When you notice the Alex Jones style, he starts by stating a few facts, then weaves them together in a semi-plausible way, then extrapolates them to new over-the-top cartoonish heights. And it’s not that he expects to be taken literally, but again, he and his audience want to believe in their characterizations of the other side. It makes them feel good. It all doesn’t have to be true, but only some of it has to be true, in a way that proves the other side wrong.
So when Hillary held a press conference a few days later, and resumed her very active campaign, I figured she was as fit as a 69 year old would be under the stress of her office and obligations. Of course she’s very mentally sharp, and it’s very unlikely that she and her doctors could or would hide a serious condition like PD or brain cancer from the world. Yet the true believers will still make videos, and continually adjust the story to fit the facts as they see them. Who knows, they might be right. After all, Ronald Regan probably did exhibit some Alzheimer’s symptoms in office.
Anyways, I’ll admit to getting carried away with a narrative I want to believe in. But I’ll also take credit for eventually examining the claims in detail, and separating my biases from the more objective truth. My point is there’s always two sides to the story, and even though one side might be driven by more by emotion, it’s important to understand their point of view.

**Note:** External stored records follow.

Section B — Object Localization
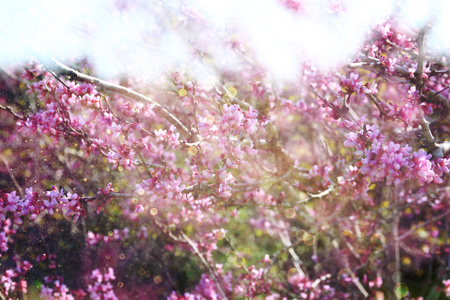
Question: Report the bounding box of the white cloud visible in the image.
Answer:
[0,0,450,79]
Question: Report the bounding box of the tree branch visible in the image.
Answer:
[49,59,193,139]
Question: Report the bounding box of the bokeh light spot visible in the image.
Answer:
[303,234,316,246]
[153,276,162,284]
[284,208,296,219]
[394,282,408,298]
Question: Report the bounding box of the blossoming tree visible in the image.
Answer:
[0,1,450,299]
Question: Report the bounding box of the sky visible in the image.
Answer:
[0,0,450,80]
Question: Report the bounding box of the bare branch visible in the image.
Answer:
[49,59,193,138]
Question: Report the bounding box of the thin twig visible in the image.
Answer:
[0,153,25,199]
[49,59,191,138]
[181,232,228,299]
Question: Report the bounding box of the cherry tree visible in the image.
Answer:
[0,1,450,300]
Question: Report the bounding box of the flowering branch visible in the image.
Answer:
[49,59,193,139]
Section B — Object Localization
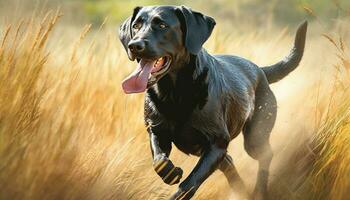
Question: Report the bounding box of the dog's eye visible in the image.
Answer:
[132,23,142,30]
[159,22,167,29]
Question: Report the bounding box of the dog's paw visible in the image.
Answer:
[153,156,183,185]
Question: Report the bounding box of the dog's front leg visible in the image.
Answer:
[149,130,183,185]
[170,145,226,200]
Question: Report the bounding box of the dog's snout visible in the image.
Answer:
[128,40,146,53]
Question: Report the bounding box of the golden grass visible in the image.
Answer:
[0,11,350,199]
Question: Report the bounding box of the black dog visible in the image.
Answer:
[119,6,307,199]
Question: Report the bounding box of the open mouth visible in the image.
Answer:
[149,56,171,81]
[122,56,171,94]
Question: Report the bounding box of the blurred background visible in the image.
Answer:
[0,0,350,29]
[0,0,350,200]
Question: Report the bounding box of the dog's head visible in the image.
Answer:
[119,6,215,93]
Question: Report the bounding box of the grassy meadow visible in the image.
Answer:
[0,0,350,200]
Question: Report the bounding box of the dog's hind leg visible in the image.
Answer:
[219,154,248,198]
[243,81,277,200]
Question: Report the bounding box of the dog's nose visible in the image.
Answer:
[128,40,146,53]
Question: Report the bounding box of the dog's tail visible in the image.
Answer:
[262,21,307,83]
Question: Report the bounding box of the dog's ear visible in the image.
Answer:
[119,6,142,60]
[175,6,216,55]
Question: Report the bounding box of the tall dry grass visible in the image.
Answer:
[0,11,350,199]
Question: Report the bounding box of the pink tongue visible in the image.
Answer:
[122,59,156,94]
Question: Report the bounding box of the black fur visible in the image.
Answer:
[119,6,307,199]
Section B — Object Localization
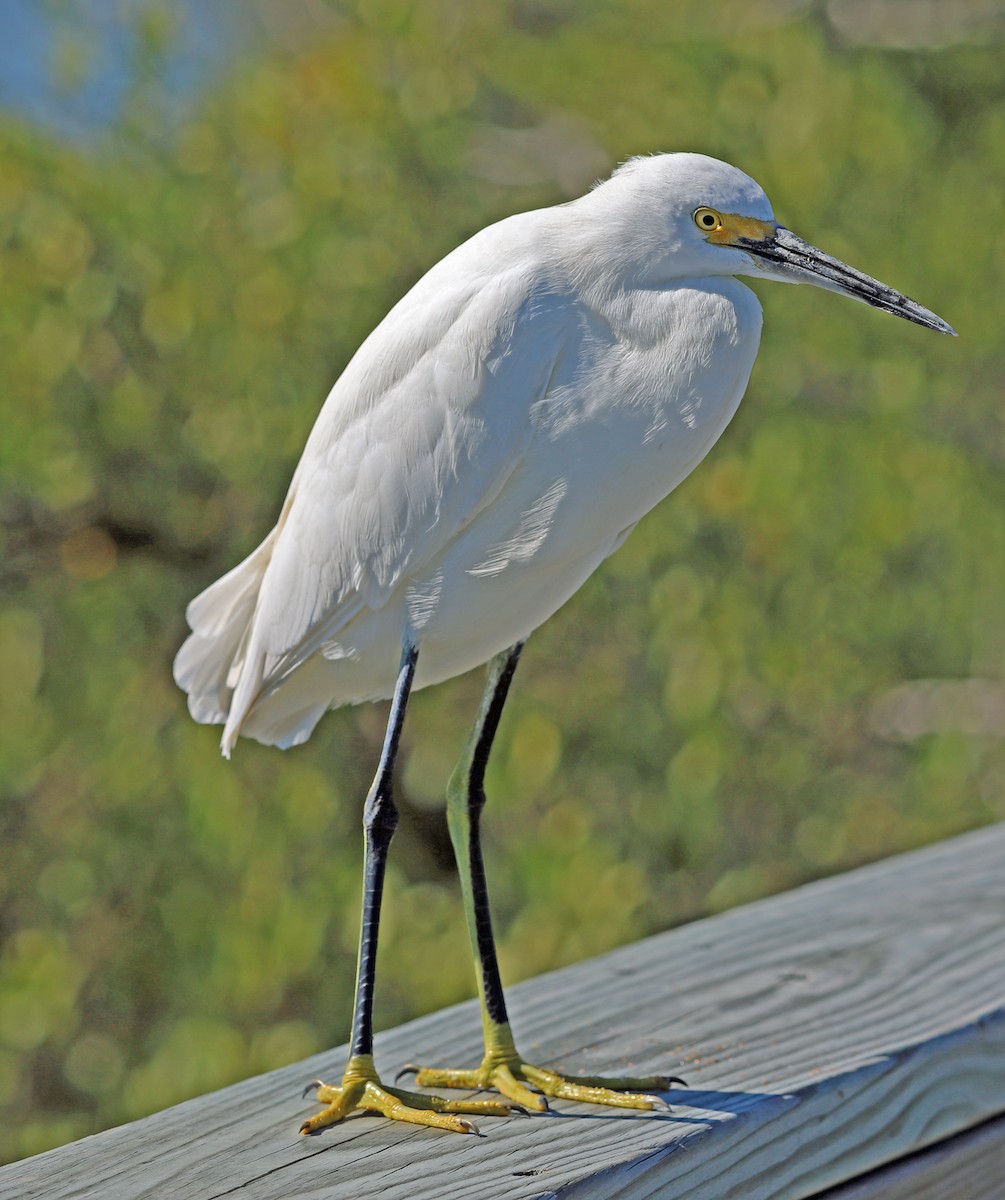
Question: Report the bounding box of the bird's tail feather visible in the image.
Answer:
[174,529,276,725]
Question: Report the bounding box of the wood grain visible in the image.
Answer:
[818,1117,1005,1200]
[0,826,1005,1200]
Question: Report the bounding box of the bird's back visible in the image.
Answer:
[175,189,760,752]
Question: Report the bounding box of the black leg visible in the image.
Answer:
[300,644,512,1133]
[349,644,419,1058]
[447,642,524,1031]
[405,642,672,1111]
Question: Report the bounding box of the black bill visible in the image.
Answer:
[734,226,956,337]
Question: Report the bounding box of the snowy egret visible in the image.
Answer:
[175,154,953,1133]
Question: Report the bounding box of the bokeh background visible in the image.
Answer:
[0,0,1005,1158]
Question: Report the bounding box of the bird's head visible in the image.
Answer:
[597,154,955,335]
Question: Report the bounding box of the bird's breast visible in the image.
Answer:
[535,278,760,532]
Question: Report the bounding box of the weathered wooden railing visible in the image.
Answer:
[0,826,1005,1200]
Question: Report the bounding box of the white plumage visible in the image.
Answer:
[175,147,949,755]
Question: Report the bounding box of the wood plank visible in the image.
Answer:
[0,826,1005,1200]
[817,1117,1005,1200]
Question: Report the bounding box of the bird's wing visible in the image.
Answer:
[228,259,577,724]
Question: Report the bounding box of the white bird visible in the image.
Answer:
[175,154,953,1132]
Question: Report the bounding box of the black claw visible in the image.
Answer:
[656,1075,687,1092]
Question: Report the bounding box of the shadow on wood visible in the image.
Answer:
[0,827,1005,1200]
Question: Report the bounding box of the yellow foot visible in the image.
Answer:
[397,1046,684,1112]
[300,1055,513,1133]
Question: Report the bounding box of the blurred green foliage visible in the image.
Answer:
[0,0,1005,1158]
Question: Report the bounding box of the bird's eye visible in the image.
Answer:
[694,209,722,233]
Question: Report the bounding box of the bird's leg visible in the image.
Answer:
[300,646,512,1133]
[413,642,679,1111]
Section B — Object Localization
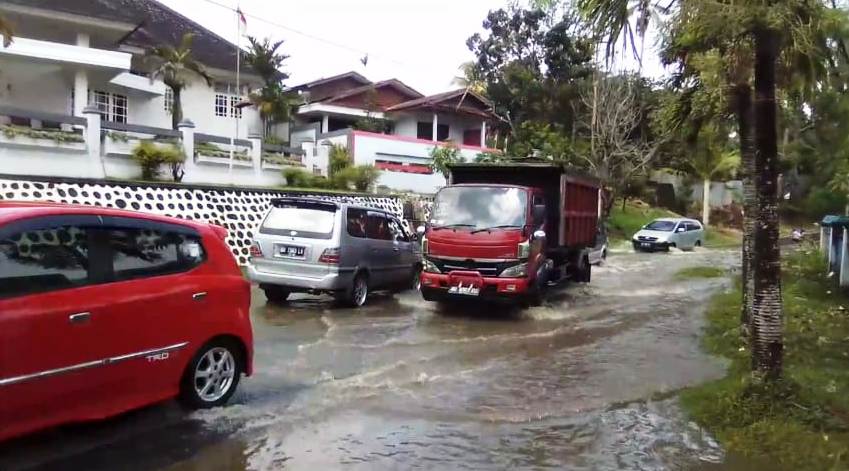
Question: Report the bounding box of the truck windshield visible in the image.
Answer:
[430,186,528,229]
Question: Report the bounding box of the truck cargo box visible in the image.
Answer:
[448,162,599,247]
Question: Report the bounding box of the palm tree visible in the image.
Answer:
[245,36,298,135]
[146,33,212,129]
[578,0,836,378]
[0,15,15,47]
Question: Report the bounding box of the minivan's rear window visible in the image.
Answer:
[259,207,336,239]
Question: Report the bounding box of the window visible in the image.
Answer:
[416,121,433,141]
[260,206,336,239]
[346,208,366,239]
[89,90,128,123]
[366,213,392,240]
[106,228,205,281]
[165,87,174,114]
[215,93,242,118]
[0,226,89,298]
[389,218,410,242]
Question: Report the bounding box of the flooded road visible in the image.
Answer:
[0,250,739,471]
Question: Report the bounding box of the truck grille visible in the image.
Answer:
[428,257,518,276]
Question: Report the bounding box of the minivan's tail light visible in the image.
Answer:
[251,241,262,258]
[318,247,340,265]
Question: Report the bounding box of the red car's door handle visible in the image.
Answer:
[68,312,91,324]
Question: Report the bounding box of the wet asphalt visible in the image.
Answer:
[0,250,746,471]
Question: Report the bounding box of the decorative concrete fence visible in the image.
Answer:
[820,216,849,287]
[0,175,418,265]
[0,106,315,186]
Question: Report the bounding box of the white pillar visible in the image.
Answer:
[248,131,262,180]
[74,68,88,117]
[177,119,198,181]
[83,106,106,178]
[433,113,439,142]
[839,228,849,286]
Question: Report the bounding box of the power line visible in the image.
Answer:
[190,0,424,70]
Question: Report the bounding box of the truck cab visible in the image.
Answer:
[420,164,598,305]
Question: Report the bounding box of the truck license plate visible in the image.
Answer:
[448,282,481,296]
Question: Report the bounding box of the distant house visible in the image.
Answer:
[0,0,261,138]
[289,72,495,192]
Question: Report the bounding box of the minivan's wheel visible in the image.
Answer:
[262,286,289,304]
[337,273,368,307]
[180,341,242,409]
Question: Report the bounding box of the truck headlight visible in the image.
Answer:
[516,240,531,259]
[422,259,442,273]
[498,262,528,278]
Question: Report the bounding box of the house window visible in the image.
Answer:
[416,121,451,141]
[88,90,128,123]
[165,87,174,114]
[215,93,242,118]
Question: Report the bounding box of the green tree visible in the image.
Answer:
[430,142,463,181]
[245,36,299,136]
[146,33,212,129]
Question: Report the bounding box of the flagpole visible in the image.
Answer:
[227,3,242,183]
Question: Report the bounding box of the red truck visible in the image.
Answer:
[418,163,599,305]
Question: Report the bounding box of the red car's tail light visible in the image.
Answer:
[318,247,340,265]
[251,241,262,258]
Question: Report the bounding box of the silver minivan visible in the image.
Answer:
[248,198,421,307]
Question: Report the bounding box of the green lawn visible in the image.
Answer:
[675,267,727,280]
[681,252,849,471]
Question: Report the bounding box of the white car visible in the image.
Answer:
[631,218,705,252]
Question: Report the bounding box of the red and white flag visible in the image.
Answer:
[236,7,248,36]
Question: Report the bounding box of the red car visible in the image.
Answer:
[0,202,253,440]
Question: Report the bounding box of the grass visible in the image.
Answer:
[681,252,849,471]
[675,267,726,280]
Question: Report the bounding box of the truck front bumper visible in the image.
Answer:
[421,272,531,301]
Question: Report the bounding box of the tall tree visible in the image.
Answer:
[146,33,212,129]
[245,36,297,136]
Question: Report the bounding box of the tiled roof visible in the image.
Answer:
[4,0,245,70]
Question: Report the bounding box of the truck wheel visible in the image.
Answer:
[262,286,289,304]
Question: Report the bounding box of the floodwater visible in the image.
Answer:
[0,250,746,471]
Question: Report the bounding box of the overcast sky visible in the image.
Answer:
[159,0,657,94]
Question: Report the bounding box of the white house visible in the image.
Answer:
[289,72,495,193]
[0,0,494,193]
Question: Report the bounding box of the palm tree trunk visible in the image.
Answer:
[732,82,757,333]
[171,87,183,130]
[751,28,783,379]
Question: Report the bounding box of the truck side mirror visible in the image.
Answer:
[533,204,545,224]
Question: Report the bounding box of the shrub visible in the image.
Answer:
[133,140,186,180]
[328,144,354,177]
[283,168,315,188]
[354,165,380,192]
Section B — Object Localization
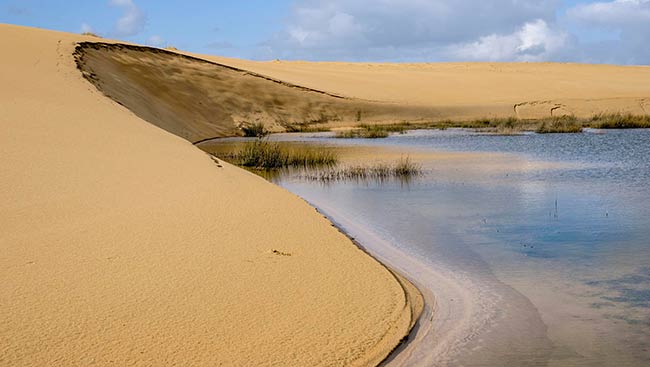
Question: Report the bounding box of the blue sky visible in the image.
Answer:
[0,0,650,65]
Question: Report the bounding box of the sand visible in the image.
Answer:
[0,25,421,366]
[201,56,650,119]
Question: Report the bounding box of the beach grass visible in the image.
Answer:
[335,124,407,139]
[336,113,650,138]
[589,113,650,129]
[241,122,270,138]
[303,156,424,182]
[233,139,338,170]
[535,116,582,134]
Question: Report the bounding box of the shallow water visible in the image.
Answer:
[264,130,650,366]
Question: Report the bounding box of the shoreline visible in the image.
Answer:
[308,206,426,366]
[306,203,445,367]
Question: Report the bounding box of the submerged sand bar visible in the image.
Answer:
[0,25,419,366]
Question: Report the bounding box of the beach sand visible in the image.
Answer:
[0,25,422,366]
[0,21,650,366]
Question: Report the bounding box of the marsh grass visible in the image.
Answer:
[589,113,650,129]
[241,122,271,138]
[335,124,406,139]
[344,113,650,138]
[535,116,582,134]
[303,156,424,182]
[285,124,331,133]
[229,139,338,170]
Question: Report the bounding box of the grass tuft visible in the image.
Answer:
[335,124,408,139]
[536,116,582,134]
[241,122,271,138]
[233,140,338,170]
[590,113,650,129]
[303,157,424,182]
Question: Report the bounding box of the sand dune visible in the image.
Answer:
[76,43,650,142]
[200,56,650,119]
[0,25,421,366]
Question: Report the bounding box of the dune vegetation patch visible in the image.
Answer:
[302,156,424,182]
[589,113,650,129]
[227,139,338,170]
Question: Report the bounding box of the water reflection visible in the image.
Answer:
[264,130,650,366]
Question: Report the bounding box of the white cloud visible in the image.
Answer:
[81,23,95,33]
[109,0,146,37]
[567,0,650,64]
[445,19,569,61]
[263,0,560,60]
[567,0,650,29]
[255,0,650,64]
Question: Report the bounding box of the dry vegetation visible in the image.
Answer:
[226,139,338,170]
[302,157,424,182]
[336,113,650,138]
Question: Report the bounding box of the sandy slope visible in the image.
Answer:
[0,25,417,366]
[76,43,650,142]
[201,56,650,119]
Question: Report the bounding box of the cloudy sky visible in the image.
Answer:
[0,0,650,65]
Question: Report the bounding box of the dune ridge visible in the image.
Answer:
[0,25,421,366]
[75,42,650,142]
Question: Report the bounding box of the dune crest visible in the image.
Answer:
[0,25,421,366]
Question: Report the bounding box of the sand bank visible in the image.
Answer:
[0,25,415,366]
[196,56,650,119]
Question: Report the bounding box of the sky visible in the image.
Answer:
[0,0,650,65]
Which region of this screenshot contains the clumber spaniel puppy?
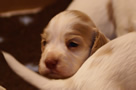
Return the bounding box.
[39,10,108,79]
[3,33,136,90]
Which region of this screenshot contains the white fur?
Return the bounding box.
[3,33,136,90]
[112,0,136,36]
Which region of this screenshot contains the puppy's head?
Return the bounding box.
[39,10,108,78]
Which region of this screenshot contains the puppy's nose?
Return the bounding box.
[45,60,58,70]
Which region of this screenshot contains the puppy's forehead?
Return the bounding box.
[44,10,95,37]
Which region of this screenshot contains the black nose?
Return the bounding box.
[45,60,58,70]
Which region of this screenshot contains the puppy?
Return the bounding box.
[67,0,115,39]
[112,0,136,36]
[3,32,136,90]
[39,10,108,79]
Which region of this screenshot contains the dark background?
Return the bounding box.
[0,0,72,90]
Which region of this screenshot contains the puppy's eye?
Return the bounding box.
[68,42,79,48]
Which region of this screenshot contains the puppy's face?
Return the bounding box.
[39,11,107,78]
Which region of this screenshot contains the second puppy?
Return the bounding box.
[39,10,108,79]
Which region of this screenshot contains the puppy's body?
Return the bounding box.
[39,10,108,78]
[67,0,114,39]
[3,33,136,90]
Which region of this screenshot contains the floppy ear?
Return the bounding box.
[90,31,109,55]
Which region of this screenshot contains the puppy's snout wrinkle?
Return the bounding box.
[45,59,58,70]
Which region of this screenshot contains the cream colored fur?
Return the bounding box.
[3,33,136,90]
[67,0,114,39]
[39,10,108,79]
[112,0,136,36]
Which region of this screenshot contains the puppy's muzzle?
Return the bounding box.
[45,59,58,70]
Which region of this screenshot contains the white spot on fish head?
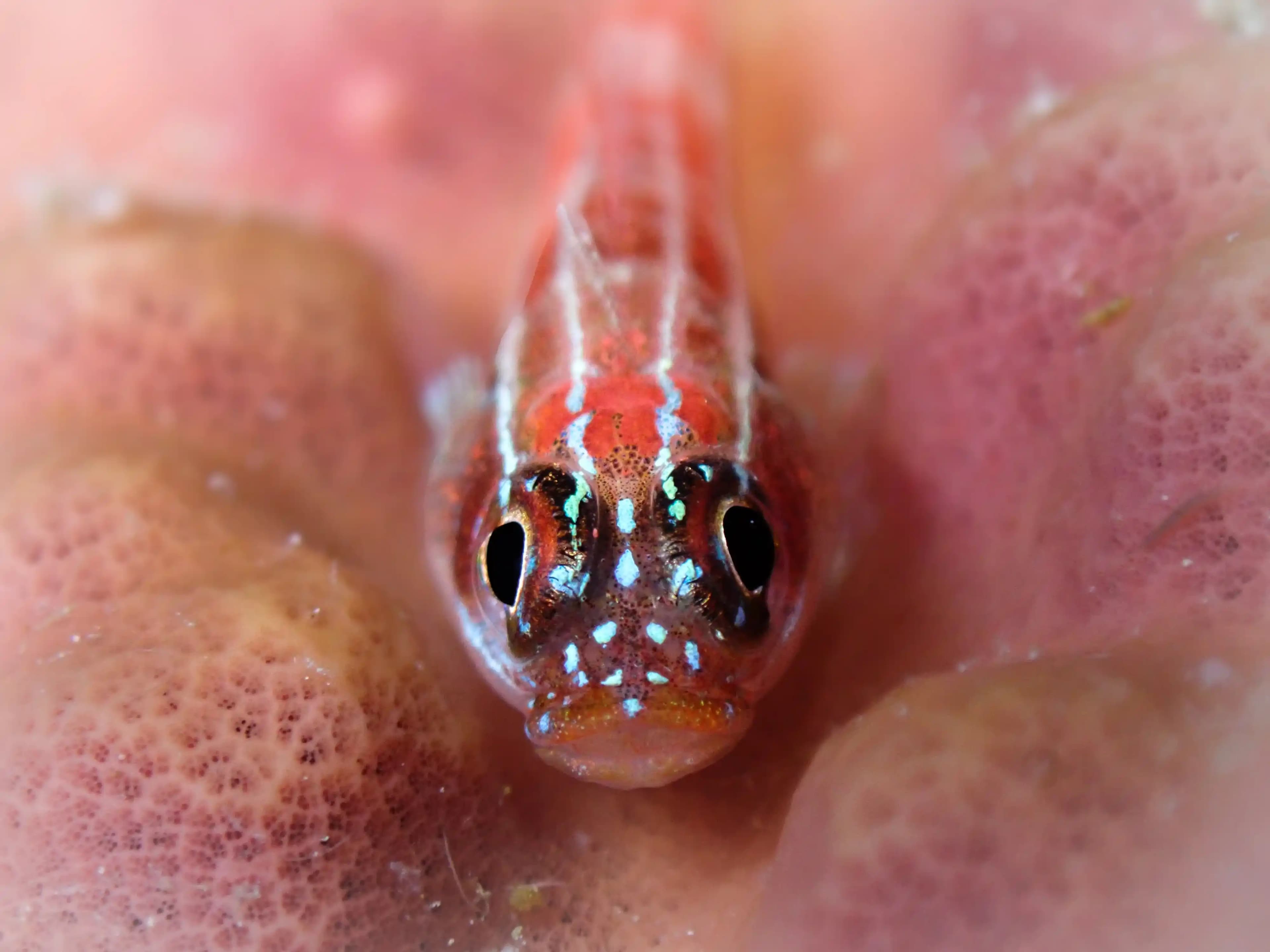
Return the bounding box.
[617,499,635,535]
[614,548,639,588]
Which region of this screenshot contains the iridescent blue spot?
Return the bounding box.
[617,499,635,533]
[547,565,574,594]
[671,559,701,598]
[656,406,683,446]
[614,548,639,588]
[564,475,591,522]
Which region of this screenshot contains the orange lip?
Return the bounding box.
[525,687,753,788]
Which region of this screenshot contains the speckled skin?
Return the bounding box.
[431,3,817,787]
[0,0,1270,952]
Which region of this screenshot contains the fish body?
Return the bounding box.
[428,0,819,788]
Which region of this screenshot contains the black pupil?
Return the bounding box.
[485,522,525,606]
[723,505,776,591]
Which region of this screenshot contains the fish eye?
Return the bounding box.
[720,505,776,593]
[485,519,525,608]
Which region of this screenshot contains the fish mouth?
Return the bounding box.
[525,687,753,789]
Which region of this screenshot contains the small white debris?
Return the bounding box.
[1195,0,1270,38]
[207,470,235,496]
[1195,657,1234,688]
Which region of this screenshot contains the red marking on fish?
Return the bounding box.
[429,0,823,787]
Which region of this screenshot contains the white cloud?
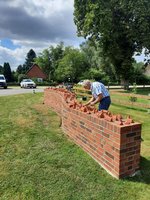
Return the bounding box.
[0,0,83,70]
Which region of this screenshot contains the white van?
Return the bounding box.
[0,74,7,89]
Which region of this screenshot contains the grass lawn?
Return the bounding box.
[0,93,150,200]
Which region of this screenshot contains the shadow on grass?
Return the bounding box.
[126,157,150,185]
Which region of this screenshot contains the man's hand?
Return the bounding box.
[90,102,95,106]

(If I have to spell it out, this is why some of the diet gurus you love-to-hate say the things they do. At heart, they believe most of what they say to have some basis in fact, no matter what the “experts” say. But it’s really just an extension of their dietary preferences and biases, cherished beliefs, fear and anxiety about gaining weight, and political beliefs. They’re not trying to con you. They’re telling you it has to be true.)